It was an amazing sight Thursday, those thousands of people marching through the right field wagon gate at Busch Stadium, filing around the warning track to pay their last respects to Jack Buck. Jack would have been touched. He would also have been amused.

I can hear him now: "Next thing you know, they'll be sending out smoke signals announcing they've elected the next broadcaster."

A long time ago in a galaxy far away, it was my privilege to run in the some of the same circles that Jack Buck did. I spent six years in the press box at Busch Stadium with him, flew on many of the same airplanes, ate at the same tables, bet on a couple of the same dogs.

Very early in my career as a sports scribe, he invited me to dinner at a swanky restaurant in Los Angeles, a place full of movie stars and entertainment figures I should have known, but didn't. He did, but he treated me like the most important person in the place.
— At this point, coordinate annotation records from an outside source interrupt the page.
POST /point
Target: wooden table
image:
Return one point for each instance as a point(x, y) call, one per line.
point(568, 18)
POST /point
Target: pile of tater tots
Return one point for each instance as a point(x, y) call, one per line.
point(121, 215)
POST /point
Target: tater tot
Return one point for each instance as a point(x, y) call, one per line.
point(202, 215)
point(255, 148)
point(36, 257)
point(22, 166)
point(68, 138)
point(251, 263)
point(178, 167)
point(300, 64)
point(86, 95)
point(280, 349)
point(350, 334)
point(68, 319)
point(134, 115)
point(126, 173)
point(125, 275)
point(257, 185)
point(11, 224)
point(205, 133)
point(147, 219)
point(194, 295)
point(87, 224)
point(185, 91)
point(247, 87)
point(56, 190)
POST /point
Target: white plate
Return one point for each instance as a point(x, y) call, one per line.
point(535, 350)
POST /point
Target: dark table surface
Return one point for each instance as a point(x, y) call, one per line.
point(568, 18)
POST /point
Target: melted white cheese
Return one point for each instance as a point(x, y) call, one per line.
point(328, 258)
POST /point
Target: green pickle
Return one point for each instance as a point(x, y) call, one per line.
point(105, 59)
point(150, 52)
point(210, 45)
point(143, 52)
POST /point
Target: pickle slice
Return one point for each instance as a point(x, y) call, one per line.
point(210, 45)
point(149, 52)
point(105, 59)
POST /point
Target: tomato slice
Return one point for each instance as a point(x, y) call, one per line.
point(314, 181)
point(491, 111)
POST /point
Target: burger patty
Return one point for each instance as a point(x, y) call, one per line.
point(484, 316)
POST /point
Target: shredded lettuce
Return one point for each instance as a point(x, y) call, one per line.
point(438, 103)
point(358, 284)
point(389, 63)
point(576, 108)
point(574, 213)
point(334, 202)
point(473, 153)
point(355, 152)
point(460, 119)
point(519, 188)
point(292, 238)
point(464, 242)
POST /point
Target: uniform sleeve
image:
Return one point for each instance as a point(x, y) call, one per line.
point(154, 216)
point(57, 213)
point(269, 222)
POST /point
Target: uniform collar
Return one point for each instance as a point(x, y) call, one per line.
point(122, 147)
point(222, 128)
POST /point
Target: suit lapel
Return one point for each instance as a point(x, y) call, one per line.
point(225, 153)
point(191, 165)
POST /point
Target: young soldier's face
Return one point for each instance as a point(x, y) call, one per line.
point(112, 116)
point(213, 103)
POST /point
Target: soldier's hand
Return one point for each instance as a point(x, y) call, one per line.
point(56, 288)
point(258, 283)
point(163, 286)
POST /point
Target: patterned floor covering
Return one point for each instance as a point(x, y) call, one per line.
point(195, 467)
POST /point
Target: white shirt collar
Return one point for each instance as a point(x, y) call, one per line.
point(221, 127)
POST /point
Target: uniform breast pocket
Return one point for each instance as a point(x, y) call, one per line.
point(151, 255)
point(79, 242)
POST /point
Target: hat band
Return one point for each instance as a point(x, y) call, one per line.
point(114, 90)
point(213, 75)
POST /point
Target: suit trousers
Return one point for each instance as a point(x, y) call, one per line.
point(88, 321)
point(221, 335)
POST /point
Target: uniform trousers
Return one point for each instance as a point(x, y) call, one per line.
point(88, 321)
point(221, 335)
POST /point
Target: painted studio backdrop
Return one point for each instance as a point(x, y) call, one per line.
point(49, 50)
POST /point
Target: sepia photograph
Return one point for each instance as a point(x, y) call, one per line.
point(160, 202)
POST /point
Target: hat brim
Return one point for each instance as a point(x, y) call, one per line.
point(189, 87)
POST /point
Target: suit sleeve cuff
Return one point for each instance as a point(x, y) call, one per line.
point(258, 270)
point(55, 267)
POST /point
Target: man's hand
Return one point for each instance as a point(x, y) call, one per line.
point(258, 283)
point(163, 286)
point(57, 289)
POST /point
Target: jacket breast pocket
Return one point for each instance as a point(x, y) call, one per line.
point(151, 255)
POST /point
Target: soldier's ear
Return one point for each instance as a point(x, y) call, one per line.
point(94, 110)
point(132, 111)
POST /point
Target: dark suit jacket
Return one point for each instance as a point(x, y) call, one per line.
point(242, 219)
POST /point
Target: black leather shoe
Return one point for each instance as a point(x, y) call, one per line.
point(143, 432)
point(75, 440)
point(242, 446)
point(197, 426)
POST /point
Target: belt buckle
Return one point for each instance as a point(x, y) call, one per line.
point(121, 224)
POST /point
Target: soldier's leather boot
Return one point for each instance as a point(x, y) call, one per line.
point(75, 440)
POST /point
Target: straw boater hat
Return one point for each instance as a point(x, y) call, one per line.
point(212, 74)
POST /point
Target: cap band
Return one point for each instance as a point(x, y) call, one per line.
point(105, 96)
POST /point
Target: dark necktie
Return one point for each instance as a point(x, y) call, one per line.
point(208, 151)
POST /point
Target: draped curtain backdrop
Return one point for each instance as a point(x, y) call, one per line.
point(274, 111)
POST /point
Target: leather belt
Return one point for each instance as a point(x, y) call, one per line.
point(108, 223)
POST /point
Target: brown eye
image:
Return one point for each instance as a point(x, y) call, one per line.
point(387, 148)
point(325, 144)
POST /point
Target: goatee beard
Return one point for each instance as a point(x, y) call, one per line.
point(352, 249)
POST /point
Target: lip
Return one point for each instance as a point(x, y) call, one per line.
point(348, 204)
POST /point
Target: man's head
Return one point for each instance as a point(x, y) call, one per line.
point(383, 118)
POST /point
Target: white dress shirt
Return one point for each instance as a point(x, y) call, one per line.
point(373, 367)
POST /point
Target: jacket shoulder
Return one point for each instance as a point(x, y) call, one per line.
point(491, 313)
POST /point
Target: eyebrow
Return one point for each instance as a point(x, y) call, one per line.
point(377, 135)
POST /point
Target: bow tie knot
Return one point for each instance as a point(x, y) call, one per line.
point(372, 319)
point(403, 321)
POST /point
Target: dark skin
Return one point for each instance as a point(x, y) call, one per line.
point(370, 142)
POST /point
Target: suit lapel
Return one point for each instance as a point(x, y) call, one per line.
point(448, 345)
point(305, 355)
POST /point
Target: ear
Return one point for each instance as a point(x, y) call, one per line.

A couple of times, when we both had deadline problems on getaway days at Wrigley Field or Montreal, we interviewed each other. "Great journalism, huh?" he'd say. Later, I spent six years working at KMOX radio, where our paths would sometimes intersect. "Mr. Buck, sir," I would greet him, and then insult whatever he was wearing.

"Howya doin', kid?" he'd say. "I see they're still feeding you pretty well."

In those years, the early '90s, an appearance by Jack Buck in the KMOX offices was something akin to a state visit. Officially, he was the sports director, but Jack usually showed up only to cut commercials. The station charged a premium to advertisers who wanted Buck to voice their spots, and he could knock out a dozen in a half hour, each one worth an extra $200 or so every time it ran. Jack was the franchise.

He'd park his Lincoln in the underground garage at No. 1 Memorial Drive in whatever big shot's parking space was open, secure in the knowledge that no one was going to tow Jack Buck's car. He'd stroll off the private elevator, a toothpick in his mouth and begin saying hello to people. Sometimes he'd sit in on whatever show was on the air, talking casually and knowledgeably about whatever subject came up.

From time to time, I'd write him into the promotional spots for the show Charlie Brennan and I hosted. The gag was always the same . . . a man on the street interview with someone who knew nothing about the show. The inside joke, which every listener would get, was the voice - that gravelly baritone. The promos were usually better than the show.

Jack was the last of the titans, the people around whom Robert F. Hyland had built the most successful radio station in the country. Hyland had always practiced creative accounting, hiring a lot of people just to keep them from going on the air somewhere else, making special side deals and operating like Don Corleone, only scarier. Lord only knows what he was paying Jack Buck, but whatever it was, it was worth it.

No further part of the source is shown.